When your business becomes a routine part of customers’ lives, you can become a utility, you’re not top of mind when people ask for recommendations and they don’t think about recommending you pro-actively.

Solution

• Encourage them to bring a friend
• Establish a more formal referral scheme that offers benefits to you and the referred customer
• Another way to think about it is to make their every experience like their first, surprise and delight them every time they connect with you

3. Your current experience doesn’t encourage repeat purchase or referral

Problem

Slow service times; waiting time in the queue at the store or on the phone; a clunky online ordering process; couriers that don’t turn up when its convenient; rude, unhelpful, untrained employees, high employee turnover and not enough employees. Any and all of these could be preventing your current customers from referring you to others or first time customers from returning. Worst case, they complain on social media. Best case, they return as passive customers.

In this case, you’re not ready for new customers. If you don’t have the capability and capacity to deliver your brand promise to your existing customers, you don’t have the capability or capacity to deliver to new customers. [Unless, by chance, what’s not working for your current customers actually works for another group of more profitable customers.]

Solution

• Fix your employer brand and employee value proposition, including training and development, salary and benefits, leadership and culture and turn your employees into fully fledged brand advocates.
• Obtain customer feedback on what is working and what is not.
• Review the customer journey, identify key pain points, fix the problems and start thinking about what you can do to make the experience even better – rule of thumb is fix the basics before adding value.

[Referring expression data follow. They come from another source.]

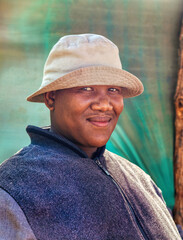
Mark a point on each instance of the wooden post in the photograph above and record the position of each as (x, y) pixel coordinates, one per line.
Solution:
(178, 155)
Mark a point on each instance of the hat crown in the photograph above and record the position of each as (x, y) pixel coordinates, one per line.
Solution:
(83, 60)
(77, 51)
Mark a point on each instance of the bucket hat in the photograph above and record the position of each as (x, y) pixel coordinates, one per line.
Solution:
(83, 60)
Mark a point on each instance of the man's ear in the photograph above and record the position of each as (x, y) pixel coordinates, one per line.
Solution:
(49, 100)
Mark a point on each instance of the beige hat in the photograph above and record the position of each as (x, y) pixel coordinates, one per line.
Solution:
(83, 60)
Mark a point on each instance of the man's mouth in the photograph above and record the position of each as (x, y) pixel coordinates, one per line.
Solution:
(100, 121)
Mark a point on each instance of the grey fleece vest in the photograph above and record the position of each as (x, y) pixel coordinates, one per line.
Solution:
(66, 196)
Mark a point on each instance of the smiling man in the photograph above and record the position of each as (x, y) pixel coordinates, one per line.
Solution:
(65, 185)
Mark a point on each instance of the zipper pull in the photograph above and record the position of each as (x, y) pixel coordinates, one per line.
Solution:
(102, 167)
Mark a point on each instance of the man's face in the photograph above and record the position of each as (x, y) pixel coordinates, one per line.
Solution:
(86, 115)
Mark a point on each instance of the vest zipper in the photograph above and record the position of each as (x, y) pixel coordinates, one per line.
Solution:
(122, 194)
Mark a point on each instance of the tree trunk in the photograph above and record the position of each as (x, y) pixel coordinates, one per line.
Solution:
(178, 155)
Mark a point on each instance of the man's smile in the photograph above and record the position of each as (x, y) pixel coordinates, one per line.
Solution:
(100, 121)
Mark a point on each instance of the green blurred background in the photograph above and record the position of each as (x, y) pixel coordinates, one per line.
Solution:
(146, 32)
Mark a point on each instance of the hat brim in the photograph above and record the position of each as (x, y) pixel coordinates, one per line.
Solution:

4. Do you know who your current customers are?

Problem

It may sound obvious, but many businesses don’t really know who their customers are. Or perhaps different parts of the business have a different view. There are many benefits for having one view on who your core customers are.

Solution

By gathering information on your customers – whether through sales data, loyalty programme, membership or simply email subscription – you can build an on-going dialogue with them that raises you above habit and utility status. Enabling you to offer desirable content, educate them further about your business and cross-promote your products and services to them.

Think of your customers in 3 layers:
1) Your aspirational target – who is the whole business/brand talking to, what are their aligned values, identify their common insight and problem that the business/brand can solve different, better, special to anyone else
2) Customer profiles – who are the key customer segments, what do they look like, what do they need and define the value proposition for each segment
3) Individual customer identities – adding data to the individual profiles in terms of their decision-making and purchase behaviour, engagement with the brand so you can personalise your offer, communications and experiences to the individual

Once you’ve decided whether you’re servicing your current customers and are ready to grow, having this perspective can making attracting more of the same customers an easier task; or innovate new products and services to offer.

Are your current customers the right customers?

There is one question you need to ask before investing money on your current customers. Are they the right customers?

If you know who your customers are but your revenue challenges won’t be solved by making them happier, attracting more of their business or attracting more of their sort, then perhaps you need to look elsewhere. Then you really need to ask where does your future business lie and what do those customers look like, their values, needs and pain points – and reframe your brand, employer brand, customer experience and marketing accordingly.